This is our Tensorflow implementation for our TNNLS 2021 paper and some baselines:

Bin Wu, Xiangnan He, Qi Zhang, Meng Wang, Yangdong Ye(2021). GCRec: Graph Augmented Capsule Network for Next-Item Recommendation, Accept, 2022.

Environment Requirement

The code has been tested running under Python 3.6.5. The required packages are as follows:

  • tensorflow == 1.14.0
  • numpy == 1.16.4
  • scipy == 1.3.1
  • pandas == 0.17

C++ evaluator

We have implemented C++ code to output metrics during and after training, which is much more efficient than python evaluator. It needs to be compiled first using the following command.

python setup.py build_ext --inplace

If the compilation is successful, the evaluator of cpp implementation will be called automatically. Otherwise, the evaluator of python implementation will be called.

NOTE: The cpp implementation is much faster than python.

Examples to run GCRec:

run main.py in IDE or with command line:

python main.py

NOTE :

  • the duration of training and testing depends on the running environment.
  • set model hyperparameters in .\conf\OrdRec.properties
  • set NeuRec parameters in .\NeuRec.properties
  • the log files were saved at .\log\cellphones_tnnls\

Dataset

We provide Amazon_Cell_Phones_and_Accessories(cellphones_tnnls) dataset.

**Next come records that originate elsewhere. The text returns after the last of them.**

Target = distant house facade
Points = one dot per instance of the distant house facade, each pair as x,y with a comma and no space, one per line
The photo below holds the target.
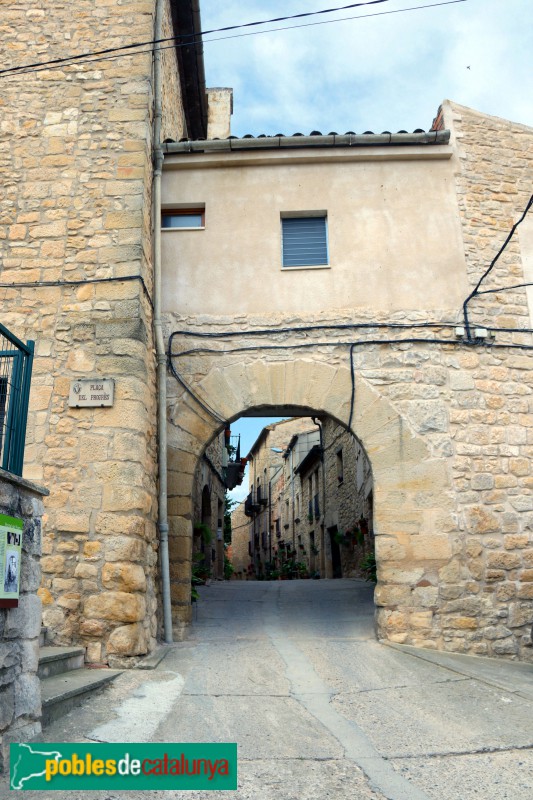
316,519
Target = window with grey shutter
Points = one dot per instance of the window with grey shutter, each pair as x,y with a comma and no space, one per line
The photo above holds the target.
304,241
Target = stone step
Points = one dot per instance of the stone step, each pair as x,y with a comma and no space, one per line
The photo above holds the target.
57,660
61,693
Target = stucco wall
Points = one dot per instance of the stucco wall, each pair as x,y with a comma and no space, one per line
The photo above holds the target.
393,233
446,426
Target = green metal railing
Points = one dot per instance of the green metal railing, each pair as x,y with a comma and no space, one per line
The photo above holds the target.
16,359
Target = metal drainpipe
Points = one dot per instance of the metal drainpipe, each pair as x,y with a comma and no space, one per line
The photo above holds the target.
158,330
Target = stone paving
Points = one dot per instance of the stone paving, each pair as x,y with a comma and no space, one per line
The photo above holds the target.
292,671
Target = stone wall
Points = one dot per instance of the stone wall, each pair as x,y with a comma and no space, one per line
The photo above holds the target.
76,161
348,495
208,505
20,691
446,424
240,538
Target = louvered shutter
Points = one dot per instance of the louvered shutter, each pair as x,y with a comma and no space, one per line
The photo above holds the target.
304,241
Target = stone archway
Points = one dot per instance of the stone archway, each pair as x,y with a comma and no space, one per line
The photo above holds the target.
411,485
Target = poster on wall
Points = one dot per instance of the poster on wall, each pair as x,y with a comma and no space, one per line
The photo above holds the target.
10,554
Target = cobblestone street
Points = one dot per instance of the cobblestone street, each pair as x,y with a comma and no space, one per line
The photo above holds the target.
291,670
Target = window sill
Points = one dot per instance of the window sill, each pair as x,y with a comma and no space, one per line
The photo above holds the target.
311,266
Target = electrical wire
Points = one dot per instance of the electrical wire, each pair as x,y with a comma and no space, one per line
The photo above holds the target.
190,36
81,282
476,291
207,408
411,340
90,57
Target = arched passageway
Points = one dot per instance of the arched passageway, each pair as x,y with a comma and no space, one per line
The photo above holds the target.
411,486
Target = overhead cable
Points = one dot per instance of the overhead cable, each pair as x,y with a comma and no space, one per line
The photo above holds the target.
476,291
194,39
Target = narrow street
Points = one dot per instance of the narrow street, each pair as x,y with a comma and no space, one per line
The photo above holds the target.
291,671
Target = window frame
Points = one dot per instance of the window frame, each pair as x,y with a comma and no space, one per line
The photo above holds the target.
304,215
185,211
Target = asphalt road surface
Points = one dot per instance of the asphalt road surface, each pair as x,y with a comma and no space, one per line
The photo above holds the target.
292,672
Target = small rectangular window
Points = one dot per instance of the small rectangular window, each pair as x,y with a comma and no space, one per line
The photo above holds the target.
183,218
304,241
340,467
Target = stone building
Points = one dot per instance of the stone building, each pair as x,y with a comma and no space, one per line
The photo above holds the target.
273,499
316,508
208,515
348,501
368,325
78,157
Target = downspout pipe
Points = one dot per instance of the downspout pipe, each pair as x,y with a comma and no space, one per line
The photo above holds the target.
158,331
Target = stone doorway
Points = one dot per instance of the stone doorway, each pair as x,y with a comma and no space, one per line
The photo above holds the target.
408,477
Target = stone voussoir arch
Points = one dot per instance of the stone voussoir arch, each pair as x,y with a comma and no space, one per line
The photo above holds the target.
411,486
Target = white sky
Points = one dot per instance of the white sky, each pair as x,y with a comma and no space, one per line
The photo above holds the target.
387,72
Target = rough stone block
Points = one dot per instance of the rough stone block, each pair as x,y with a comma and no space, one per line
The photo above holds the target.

  • .\dataset\cellphones_tnnls.rating
  • Each line is a user with her/his positive interactions with items: userID \ itemID \ ratings \ timestamp.
  • Each user has more than 10 associated actions.

Baselines

The list of available models in TNNLS, along with their paper citations, are shown below:

General Recommender Paper
BPRMF Steffen Rendle et al., BPR: Bayesian Personalized Ranking from Implicit Feedback. UAI 2009.
Sequential Recommender Paper
FPMC Steffen Rendle et al., Factorizing Personalized Markov Chains for Next-Basket Recommendation, WWW 2010.
HGN Chen Ma et al., Hierarchical Gating Networks for Sequential Recommendation, KDD 2019.
SASRec Wangcheng Kang et al., Self-Attentive Sequential Recommendation, ICDM 2018.
GCRec Bin Wu et al., GCRec: Graph Augmented Capsule Network for Next-Item Recommendation, IEEE TNNLS 2021.

Results

2021-09-10 15:29:51.111: Dataset name: cellphones
The number of users: 9534
The number of items: 53479
The number of ratings: 139141
Average actions of users: 14.59
Average actions of items: 2.60
The sparsity of the dataset: 99.972710%
2021-09-10 17:29:54.066: metrics:	Precision@10	Recall@10   	MAP@10      	NDCG@10     
   ...
2021-09-10 17:30:02.995   Epoch 1 : training time==[2.936s]
2021-09-10 17:30:06.031   Epoch 2 : training time==[3.036s]
    ...
2021-09-10 17:34:44.608   Epoch 96: training time==[3.025]
2021-09-10 17:34:46.986   testing time==[2.378s] results: 0.01014257  	0.03809093  	0.01660337  	0.02734699  

NOTE : the duration of training and testing depends on the running environment.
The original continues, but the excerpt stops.